Between Oct 17 - 23, it was anti-poverty week. Possibly this week slipped by without much notice, however, as I was reflecting upon that week, I thought it beneficial to write a blog on the difference between a minimum wage and a living wage as quite a number of people are unaware of how much of a difference a living wage would mean to the lives of those living in poverty.


Let me start off by asking you a question - How many of you understand poverty? What it feels like to be hungry, truly hungry where your stomach is in knots, begging you to find food? And you're left in tears from the pains of this hunger.

How many of you have to make a daily decision whether you can afford to eat today?

This is the reality faced by millions around the world.

A reality that is so far from our lived experience, we can only imagine what this pain must feel like. The mental and physical strain on the person and their family from the relentless daily struggle just to survive would be enough to crush us all.

The reality is the vast majority of the people in emerging economies who make the products we consume, struggle to survive on wages that are barely enough to cover daily subsistence needs.

The Minimum Wage

The minimum wage is a set legal floor for workers that employers must pay, however, this wage is often set by negotiation between government, industry and sometimes trade unions. There isn't representation of workers, it's not based on community costings - meaning it doesn't take into consideration the actual cost of living and it's not indexed to inflation.

A minimum wage that barely covers daily needs results in workers:-

  • Working excessive overtime hours or multiple jobs
  • Becoming boned labourers meaning they work to pay off debts but often the terms of debt repayment are not clear and the person who is holding the debt has incredible control over the worker
  • Putting their kids to work instead of school
  • Struggling to meet basic needs of food, shelter, nutrition, health and education

Globally 700 million people are unable to meet basic daily needs and live on less than US$2 a day

A living Wage

A living wage, on the other hand, allows workers to meet all basic needs, such as food, housing, bills, education, healthcare, clothing and transportation as well as allowing for savings or discretionary income.
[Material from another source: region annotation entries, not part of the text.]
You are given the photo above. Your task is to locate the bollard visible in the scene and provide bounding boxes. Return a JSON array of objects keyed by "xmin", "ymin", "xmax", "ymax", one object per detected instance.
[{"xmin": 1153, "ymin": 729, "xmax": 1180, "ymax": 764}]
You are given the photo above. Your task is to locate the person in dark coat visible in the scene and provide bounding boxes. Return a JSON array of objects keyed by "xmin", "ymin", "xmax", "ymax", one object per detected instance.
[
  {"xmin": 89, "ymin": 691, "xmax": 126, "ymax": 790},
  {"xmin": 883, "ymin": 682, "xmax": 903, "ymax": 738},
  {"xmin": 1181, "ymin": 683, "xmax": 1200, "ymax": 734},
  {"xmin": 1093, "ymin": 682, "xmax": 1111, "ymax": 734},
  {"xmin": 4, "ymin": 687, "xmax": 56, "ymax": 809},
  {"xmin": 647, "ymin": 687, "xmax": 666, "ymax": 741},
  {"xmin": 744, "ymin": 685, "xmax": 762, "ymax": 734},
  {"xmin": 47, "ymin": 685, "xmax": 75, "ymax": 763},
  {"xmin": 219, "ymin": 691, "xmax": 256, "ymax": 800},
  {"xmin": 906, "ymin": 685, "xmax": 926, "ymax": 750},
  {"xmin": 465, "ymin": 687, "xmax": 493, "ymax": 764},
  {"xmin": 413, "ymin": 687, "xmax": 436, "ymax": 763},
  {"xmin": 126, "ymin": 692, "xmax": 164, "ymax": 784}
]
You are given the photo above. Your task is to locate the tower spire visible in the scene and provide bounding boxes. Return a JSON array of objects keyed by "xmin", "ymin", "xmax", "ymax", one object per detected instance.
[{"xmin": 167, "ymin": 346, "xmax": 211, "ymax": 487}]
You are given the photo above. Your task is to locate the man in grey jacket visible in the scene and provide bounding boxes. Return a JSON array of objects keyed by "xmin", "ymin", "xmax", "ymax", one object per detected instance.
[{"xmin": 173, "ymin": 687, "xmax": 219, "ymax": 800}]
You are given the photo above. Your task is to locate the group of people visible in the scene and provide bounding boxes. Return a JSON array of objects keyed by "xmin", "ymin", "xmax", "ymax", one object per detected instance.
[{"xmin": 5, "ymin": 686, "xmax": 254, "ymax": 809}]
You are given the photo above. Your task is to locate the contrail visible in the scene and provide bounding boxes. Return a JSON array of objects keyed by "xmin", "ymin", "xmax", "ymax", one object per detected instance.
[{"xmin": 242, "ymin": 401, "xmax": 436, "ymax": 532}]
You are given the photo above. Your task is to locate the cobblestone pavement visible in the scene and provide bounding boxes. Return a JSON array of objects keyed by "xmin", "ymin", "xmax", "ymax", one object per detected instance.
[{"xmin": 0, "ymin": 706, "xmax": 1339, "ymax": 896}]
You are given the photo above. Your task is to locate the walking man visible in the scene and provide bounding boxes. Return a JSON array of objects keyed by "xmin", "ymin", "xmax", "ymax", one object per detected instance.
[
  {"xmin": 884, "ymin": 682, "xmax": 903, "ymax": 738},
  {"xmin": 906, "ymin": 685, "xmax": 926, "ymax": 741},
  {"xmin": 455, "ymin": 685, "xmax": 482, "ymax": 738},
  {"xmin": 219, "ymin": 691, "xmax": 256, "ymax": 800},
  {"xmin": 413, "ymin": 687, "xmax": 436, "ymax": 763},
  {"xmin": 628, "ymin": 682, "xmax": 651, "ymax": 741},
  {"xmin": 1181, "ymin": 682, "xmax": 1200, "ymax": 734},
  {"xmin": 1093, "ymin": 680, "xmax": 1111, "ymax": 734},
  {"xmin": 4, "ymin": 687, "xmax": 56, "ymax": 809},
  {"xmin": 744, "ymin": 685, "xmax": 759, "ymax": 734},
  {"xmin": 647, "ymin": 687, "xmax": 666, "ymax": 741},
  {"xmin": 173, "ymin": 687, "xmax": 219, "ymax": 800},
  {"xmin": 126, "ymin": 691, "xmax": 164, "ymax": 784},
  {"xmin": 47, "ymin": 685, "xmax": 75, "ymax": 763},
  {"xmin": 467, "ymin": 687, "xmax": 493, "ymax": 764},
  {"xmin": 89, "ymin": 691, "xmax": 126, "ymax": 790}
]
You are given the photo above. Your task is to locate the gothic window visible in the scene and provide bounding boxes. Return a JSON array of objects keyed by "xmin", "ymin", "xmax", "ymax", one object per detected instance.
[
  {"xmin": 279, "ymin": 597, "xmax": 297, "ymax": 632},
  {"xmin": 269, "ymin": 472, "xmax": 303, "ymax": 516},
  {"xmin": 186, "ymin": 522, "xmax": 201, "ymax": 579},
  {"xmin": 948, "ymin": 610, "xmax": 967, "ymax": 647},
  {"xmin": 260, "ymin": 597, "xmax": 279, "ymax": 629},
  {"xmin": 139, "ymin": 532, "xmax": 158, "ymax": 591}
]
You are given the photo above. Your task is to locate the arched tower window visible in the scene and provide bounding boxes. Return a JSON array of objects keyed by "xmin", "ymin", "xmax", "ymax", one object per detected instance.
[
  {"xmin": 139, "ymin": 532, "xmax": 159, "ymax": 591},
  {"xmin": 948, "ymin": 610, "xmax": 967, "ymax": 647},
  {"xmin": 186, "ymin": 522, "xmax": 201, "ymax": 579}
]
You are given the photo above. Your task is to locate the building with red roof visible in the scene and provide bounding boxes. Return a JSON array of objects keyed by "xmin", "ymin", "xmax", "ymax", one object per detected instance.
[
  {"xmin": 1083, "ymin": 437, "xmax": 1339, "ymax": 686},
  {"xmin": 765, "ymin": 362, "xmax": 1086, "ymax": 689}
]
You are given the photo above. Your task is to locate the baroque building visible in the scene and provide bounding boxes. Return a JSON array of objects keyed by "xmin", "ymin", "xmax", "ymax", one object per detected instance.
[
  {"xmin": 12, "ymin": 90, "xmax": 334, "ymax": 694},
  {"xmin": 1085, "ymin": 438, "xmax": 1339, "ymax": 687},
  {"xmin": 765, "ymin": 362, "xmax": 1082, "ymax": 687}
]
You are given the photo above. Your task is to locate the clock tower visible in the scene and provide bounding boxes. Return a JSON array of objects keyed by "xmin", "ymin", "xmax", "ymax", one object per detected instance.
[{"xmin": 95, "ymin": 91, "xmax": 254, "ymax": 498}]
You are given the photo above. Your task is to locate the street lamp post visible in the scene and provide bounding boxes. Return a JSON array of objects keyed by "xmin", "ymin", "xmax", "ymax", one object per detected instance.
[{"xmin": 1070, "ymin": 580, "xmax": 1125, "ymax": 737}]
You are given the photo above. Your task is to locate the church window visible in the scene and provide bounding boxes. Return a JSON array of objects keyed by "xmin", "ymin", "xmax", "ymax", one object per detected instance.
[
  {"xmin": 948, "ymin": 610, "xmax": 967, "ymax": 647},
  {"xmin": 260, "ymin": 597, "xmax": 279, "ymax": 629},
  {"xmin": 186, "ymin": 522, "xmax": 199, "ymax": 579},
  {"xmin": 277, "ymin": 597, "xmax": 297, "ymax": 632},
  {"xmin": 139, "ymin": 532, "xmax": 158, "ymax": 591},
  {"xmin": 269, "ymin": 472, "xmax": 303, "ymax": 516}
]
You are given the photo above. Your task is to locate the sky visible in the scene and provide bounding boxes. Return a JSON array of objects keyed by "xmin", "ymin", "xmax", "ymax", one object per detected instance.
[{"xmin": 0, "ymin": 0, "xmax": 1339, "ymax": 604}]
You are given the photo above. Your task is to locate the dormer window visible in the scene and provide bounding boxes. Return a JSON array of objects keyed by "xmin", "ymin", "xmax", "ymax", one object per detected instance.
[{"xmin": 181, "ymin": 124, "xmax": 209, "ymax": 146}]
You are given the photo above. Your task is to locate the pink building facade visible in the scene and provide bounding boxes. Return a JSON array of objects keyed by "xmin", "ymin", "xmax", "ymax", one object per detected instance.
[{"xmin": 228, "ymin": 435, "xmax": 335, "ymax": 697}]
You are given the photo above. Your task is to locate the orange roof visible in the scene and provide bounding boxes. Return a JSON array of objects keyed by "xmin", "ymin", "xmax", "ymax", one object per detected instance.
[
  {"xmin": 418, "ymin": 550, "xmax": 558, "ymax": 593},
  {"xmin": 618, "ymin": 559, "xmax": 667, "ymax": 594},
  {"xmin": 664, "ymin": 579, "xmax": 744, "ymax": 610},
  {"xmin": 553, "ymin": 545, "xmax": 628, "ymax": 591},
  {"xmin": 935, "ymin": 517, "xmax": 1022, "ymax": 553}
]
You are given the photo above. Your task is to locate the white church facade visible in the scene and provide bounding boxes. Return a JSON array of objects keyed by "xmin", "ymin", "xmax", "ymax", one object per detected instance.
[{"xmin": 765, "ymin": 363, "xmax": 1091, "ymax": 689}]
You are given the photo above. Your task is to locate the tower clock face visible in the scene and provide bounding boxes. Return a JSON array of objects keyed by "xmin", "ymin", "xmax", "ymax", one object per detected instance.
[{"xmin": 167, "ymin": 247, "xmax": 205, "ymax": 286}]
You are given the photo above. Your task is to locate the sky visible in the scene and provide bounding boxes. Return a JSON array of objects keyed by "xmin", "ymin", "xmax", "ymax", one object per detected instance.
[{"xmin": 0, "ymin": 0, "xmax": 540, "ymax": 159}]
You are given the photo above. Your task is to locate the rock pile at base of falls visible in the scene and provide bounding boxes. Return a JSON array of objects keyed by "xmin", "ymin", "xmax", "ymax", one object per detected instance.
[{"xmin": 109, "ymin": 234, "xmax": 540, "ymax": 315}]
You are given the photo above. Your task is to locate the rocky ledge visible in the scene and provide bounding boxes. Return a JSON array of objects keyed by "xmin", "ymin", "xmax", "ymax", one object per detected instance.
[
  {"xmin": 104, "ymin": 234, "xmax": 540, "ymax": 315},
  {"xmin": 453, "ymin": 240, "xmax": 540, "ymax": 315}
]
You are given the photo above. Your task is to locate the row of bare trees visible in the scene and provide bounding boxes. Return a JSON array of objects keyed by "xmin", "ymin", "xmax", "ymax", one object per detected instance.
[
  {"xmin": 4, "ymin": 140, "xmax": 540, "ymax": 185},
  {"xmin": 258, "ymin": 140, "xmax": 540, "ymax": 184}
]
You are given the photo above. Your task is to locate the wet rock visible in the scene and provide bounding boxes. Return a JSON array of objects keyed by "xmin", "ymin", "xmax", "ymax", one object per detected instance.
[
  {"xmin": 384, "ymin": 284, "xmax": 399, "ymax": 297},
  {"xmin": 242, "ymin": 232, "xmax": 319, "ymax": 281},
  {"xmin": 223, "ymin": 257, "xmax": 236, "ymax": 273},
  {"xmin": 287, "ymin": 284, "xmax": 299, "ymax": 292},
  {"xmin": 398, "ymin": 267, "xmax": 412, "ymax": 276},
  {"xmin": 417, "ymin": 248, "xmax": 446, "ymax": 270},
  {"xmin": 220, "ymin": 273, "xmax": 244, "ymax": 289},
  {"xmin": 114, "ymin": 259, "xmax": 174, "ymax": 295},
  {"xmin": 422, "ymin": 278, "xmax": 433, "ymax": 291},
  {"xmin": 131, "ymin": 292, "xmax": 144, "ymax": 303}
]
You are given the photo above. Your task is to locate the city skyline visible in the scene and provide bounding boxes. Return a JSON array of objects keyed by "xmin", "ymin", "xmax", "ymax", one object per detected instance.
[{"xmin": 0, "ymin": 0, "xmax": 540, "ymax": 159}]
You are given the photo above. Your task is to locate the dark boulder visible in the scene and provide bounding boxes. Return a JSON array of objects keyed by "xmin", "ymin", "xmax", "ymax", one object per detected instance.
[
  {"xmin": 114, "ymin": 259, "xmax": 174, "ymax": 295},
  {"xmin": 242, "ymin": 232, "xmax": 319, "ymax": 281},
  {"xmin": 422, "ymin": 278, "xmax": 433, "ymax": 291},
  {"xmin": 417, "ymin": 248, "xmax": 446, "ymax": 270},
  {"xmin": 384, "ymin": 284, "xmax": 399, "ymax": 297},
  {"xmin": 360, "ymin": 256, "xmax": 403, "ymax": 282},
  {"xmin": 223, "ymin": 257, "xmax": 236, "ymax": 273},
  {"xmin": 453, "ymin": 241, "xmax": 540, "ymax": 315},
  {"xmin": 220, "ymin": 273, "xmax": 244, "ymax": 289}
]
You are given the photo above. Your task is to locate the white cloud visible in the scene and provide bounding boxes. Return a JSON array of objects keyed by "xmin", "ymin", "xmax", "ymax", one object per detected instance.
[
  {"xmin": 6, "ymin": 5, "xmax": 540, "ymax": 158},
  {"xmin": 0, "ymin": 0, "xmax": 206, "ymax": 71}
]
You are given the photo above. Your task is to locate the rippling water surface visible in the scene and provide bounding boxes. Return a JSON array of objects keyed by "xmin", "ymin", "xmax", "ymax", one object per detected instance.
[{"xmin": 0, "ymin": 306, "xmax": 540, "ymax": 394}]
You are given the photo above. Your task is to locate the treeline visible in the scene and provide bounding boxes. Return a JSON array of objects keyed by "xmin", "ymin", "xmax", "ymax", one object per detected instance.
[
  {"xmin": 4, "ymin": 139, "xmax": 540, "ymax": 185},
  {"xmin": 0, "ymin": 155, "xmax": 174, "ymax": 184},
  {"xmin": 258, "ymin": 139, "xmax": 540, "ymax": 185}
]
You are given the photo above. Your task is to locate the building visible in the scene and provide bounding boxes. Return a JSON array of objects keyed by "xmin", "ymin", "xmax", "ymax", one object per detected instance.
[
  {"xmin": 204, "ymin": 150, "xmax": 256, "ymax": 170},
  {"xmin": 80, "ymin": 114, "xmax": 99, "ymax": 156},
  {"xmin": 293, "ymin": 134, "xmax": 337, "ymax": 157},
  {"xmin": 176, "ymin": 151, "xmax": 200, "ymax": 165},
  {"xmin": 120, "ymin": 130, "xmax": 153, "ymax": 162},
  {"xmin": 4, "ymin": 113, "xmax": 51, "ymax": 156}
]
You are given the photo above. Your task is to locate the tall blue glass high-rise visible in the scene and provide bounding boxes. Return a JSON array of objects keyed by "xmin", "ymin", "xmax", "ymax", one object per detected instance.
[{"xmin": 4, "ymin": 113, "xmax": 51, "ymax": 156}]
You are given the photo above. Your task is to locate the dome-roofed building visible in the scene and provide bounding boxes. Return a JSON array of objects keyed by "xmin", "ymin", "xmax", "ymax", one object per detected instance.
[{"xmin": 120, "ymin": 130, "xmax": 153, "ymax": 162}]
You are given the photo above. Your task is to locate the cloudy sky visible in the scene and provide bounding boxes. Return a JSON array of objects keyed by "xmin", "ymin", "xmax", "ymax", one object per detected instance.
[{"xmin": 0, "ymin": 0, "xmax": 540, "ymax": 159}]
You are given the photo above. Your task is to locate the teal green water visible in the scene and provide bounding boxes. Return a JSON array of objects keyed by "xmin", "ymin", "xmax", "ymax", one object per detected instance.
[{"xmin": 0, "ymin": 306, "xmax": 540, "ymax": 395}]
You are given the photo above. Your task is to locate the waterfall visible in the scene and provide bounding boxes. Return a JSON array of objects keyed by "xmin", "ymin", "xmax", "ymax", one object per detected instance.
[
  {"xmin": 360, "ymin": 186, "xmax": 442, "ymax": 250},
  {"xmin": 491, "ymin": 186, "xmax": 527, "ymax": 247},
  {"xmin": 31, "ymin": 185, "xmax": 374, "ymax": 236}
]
Proponents of the living wage argue that a living wage for workers in the global value chain could contribute to supporting families to emerge from conditions of poverty, raising emotional, mental and physical well being and fuelling economic growth.

Just imagine the enormous relief one would feel knowing you and your family can be fed, clothed and have shelter and be able to keep your kids in school. 

Makes you think how much we all take for granted.

Findings from a Deloitte paper

In 2017, Deloitte was engaged by Oxfam Australia to conduct an analysis on the overall cost of bringing a garment to Australian consumers if a living wage were instead paid to factory workers.

Their key finding is that

Paying a living wage to factory workers  would increase the final garment price by just 1%

Now I know, this is only one type of industry focusing on garments but just imagine that 1% increase in the final price could mean that families earn enough to pay all bills, keep kids in school and have money left over to spend or to save. I would have no issue paying this increase and I'm sure many of you reading this will feel the same way so, why haven't brands demanded a living wage be paid?

Possibly because there just aren't enough of us voting with our wallet and sending a message to the big brands out there that unless you enforce better, fair and equitable working conditions and pay, we will be taking our business elsewhere.

Why Should You or I Care about Poverty?

Turning your back on poverty sends a message to the vulnerable, disadvantaged and marginalised that we don't care about your plight.

Poverty comes in many forms and it has no borders.

It's my belief that your dignity and my dignity is tied to every other human being on Earth.

As we end poverty, true prosperity begins. We'll begin to see everyone's true potential and talents come forward and we will all begin to flourish.

I am so proud to say Karuna Dawn's ethical production partners all pay a living wage and we only partner with ethical production houses that provide employment and opportunity to marginalised and disadvantaged people.

What can I do?

There's a lot that you can do to take action and help lift people from poverty. Here are just a few ideas to get you started.

  • Vote with your wallet. Use your power of choice to support ethical brands

  • Aspire not just to make a living but to make a difference. This could be sponsoring someone's education, volunteering at shelters, donating your time or money to anti-poverty causes

  • Become more empathetic and compassionate. Open your heart to other people's stories. Truly listen to understand and let their words move you to action

  • Don't judge their circumstances or the choices they could or should have made. Seek to understand and then see how you can help

  • Educate yourself and talk to other people in your circles about poverty. Spread awareness that poverty exists not just in remote corners of the 3rd world but, right here in our own backyard

  • See the world and everyone in it as connected to you.The more you see yourself in others, the more you will be able to out stretch your hand. In the most spiritual sense, there is nowhere that you stop and I start or vice versa. Separation is just an illusion and this keeps us from the ultimate reality of oneness. We are all woven from the same thread

Always head in the direction of kindness and know that the choices you make today has the power to shape someone else's tomorrow.